Generally GPTQ is faster than GGML if you have enough VRAM to fully load the model. But if you don't, GGML is now faster - and it can be much faster. Eg testing this 30B model yesterday on a 16GB A4000 GPU, I less than 1 token/s with --pre_layer 38
but 4.5 tokens/s with GGML and llama.cpp with -ngl 50
.
Regarding multi-GPU with GPTQ:
In recent versions of text-generation-webui you can also use pre_layer
for multi-GPU splitting, eg --pre_layer 30 30
to put 30 layers on each GPU of two GPUs.
Regarding VRAM capacity, remember that if your card is also a primary display unit, it will not have full 24GB available for the model because some portion (~300-500MB) will be used by the OS for display.
Obviously, if you run this headless, or with 2 video cards, then there should be no issues.
This model takes up about 18GB of VRAM on my 3090. I have auto-devices disabled in Ooba. It fits comfortably on the GPU with some room to spare. System RAM has nothing to do with it (I have 32GB of that).
If you're getting OOM errors on a 24GB card you're probably running some other GPU-intensive program at the same time, otherwise I have no explanation
This model takes up about 18GB of VRAM on my 3090. I have auto-devices disabled in Ooba. It fits comfortably on the GPU with some room to spare. System RAM has nothing to do with it (I have 32GB of that).
If you're getting OOM errors on a 24GB card you're probably running some other GPU-intensive program at the same time, otherwise I have no explanation
What settings are you using to load the model? I have the same rig as you and it keeps crashing
With the latest text-gen-webui you really don't have to do anything, AutoGPTQ is used automaticall, and unless you specify --triton it'll default to CUDA.
So probably:
python server.py --wbits 4 --groupsize -1 --model_type LLaMA --model
Pretty much, but I don't even specify groupsize, then I made sure that auto-devices is unflagged in the UI
With the latest text-gen-webui you really don't have to do anything, AutoGPTQ is used automaticall, and unless you specify --triton it'll default to CUDA.
So probably:
python server.py --wbits 4 --groupsize -1 --model_type LLaMA --model
I tried to follow the suggestions you made, but am not sure what I'm still doing wrong. I encounter this error every time:
INFO:Loading TheBloke_WizardLM-30B-Uncensored-GPTQ...

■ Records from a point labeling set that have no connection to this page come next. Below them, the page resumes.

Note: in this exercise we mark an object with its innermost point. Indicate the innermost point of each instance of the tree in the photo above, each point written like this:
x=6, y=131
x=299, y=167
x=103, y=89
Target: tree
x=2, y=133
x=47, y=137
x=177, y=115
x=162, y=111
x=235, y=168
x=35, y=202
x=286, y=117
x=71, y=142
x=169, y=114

INFO:The AutoGPTQ params are: {'model_basename': 'WizardLM-30B-Uncensored-GPTQ-4bit.act-order', 'device': 'cuda:0', 'use_triton': False, 'use_safetensors': True, 'trust_remote_code': False, 'max_memory': None, 'quantize_config': None}
WARNING:The safetensors archive passed at models\TheBloke_WizardLM-30B-Uncensored-GPTQ\WizardLM-30B-Uncensored-GPTQ-4bit.act-order.safetensors does not contain metadata. Make sure to save your model with the save_pretrained
method. Defaulting to 'pt' metadata.
Press any key to continue . .
Just adding another data point RE: not enough system RAM
I had a similar issue with my setup, where I have more than enough VRAM but wasn't able to load the modal because text-gen-webui keeps running out of system memory (RAM). For me I just had to increase my virtual memory (swap if you on linux). And it fixed things. Also just watching the RAM and VRAM usage while the modal is loaded, I observed that it first loaded the modal (or more likely a part of it) to RAM (and swap because there wasn't enough RAM) and then it would load it to VRAM.
Which is better option(A6000 x2 or 3090 x2 SLI) for LLM model?